Note that each SHA.pem must be signed by a manifest CA cert which is shipped in the signed initrd. A properly provisioned host will only unlock SUDI certificates and LUKS keys to a UKI which is signed by the right key. This UKI will include the initrd which contains the manifest CA, and a mos bringup program which will enforce proper signatures.

Development

go get ./...
make
make test

Layout

pkg/mosconfig contains the code for installing, updating, and booting a mos system.

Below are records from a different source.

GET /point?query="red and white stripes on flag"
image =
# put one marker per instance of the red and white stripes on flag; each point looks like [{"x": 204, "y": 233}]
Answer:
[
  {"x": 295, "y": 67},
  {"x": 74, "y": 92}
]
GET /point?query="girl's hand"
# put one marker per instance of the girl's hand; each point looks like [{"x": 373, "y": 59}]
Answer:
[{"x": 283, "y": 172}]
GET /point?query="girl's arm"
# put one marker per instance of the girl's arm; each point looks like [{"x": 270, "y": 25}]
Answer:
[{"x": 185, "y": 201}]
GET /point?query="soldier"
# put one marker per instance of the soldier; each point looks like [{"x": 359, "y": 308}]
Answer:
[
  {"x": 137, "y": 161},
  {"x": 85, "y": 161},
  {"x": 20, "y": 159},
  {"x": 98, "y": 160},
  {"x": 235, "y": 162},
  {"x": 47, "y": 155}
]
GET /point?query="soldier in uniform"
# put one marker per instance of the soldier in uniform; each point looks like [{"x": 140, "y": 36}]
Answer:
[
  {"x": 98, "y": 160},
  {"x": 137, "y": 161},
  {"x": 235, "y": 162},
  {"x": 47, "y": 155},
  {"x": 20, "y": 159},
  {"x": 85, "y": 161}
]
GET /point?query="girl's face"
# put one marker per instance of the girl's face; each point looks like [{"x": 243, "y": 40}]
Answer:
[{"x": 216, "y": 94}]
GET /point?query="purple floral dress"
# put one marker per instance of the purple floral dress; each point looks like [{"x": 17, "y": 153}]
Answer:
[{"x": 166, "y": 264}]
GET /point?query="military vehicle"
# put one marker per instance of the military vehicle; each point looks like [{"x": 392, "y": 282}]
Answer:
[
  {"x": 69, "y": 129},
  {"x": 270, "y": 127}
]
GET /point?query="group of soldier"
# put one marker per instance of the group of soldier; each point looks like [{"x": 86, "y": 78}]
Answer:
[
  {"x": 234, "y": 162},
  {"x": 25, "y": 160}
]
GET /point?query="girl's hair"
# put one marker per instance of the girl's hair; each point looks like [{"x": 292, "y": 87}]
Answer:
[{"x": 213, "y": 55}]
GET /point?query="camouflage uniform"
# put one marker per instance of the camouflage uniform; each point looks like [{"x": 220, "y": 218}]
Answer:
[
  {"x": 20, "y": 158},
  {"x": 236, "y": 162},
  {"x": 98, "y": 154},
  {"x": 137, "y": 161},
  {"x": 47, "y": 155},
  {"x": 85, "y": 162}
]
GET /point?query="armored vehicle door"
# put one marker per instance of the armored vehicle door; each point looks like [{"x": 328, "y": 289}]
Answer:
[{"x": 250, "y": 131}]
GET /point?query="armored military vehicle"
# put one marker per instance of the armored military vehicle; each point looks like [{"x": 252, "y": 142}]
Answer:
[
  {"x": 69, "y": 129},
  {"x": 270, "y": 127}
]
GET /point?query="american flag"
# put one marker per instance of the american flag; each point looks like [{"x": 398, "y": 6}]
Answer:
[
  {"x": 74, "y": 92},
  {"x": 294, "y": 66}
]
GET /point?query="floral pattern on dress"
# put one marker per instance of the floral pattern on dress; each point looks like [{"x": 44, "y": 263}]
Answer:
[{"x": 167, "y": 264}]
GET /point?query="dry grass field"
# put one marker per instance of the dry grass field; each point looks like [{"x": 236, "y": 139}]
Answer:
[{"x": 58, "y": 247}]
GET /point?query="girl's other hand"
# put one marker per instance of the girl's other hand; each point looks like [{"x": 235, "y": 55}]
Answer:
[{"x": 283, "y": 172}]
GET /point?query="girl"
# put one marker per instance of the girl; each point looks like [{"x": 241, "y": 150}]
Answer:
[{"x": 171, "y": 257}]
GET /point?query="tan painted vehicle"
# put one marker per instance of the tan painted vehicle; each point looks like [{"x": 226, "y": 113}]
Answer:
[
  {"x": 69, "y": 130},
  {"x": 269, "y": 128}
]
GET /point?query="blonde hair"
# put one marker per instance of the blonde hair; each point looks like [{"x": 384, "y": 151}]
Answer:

cmd/mosctl builds 'mosctl', the frontend binary.

Test notes

To test the more baroque features, we use an lxc container. This must be permitted to mount overlay filesystems. You can allow this by adding

mount fstype=overlay,

to the lxc-container-default-cgns profile. THe updated /etc/apparmor.d/lxc/lxc-default-cgns should look like:

# Do not load this file.  Rather, load /etc/apparmor.d/lxc-containers, which
# will source all profiles under /etc/apparmor.d/lxc

profile lxc-container-default-cgns flags=(attach_disconnected,mediate_deleted) {
  #include <abstractions/lxc/container-base>

  # the container may never be allowed to mount devpts.  If it does, it
  # will remount the host's devpts.  We could allow it to do it with
  # the newinstance option (but, right now, we don't).
  deny mount fstype=devpts,
  mount fstype=cgroup -> /sys/fs/cgroup/**,
  mount fstype=cgroup2 -> /sys/fs/cgroup/**,
  mount fstype=overlay,
}

Reload this by calling "sudo systemctl restart apparmor".